Last season, untimely pitching cost the Brewers a shot at the postseason, finishing third overall in the NL Central with a 77-85 mark. In 2011, you could argue pitching has been Milwaukee’s best attribute.

GM Doug Melvin once more worked his magic with trading for Zack Greinke and Shaun Marcum to improve a starting rotation. It took letting go three of Milwaukee’s top minor league prospects to complete, but with the way things have been going of late, the moves seem ingenious.

Greinke (12-4, 3.92 ERA, 151 SO) has yet to lose a home decision in 2011, going 9-0 with a 3.15 ERA at Miller Park. Marcum, adversely, has been a gem away from Milwaukee—going 6-2 with a 2.47 ERA on the road.

Offensively, the Brewers are the juggernaut they’ve always been.
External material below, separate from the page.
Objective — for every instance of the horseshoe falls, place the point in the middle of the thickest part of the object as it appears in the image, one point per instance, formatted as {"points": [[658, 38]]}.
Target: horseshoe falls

Between Ryan Braun and Prince Fielder—two serious candidates to win the NL MVP award, according to ESPN’s Jayson Stark—the two have managed a combined 176 RBI, 52 HR and maintain the two highest OPS marks of any two teammates in MLB.

The Brewers have seemingly been firing on all cylinders for the past two weeks. With a favorable schedule ahead, an NL Central pennant seems more and more likely with each victory.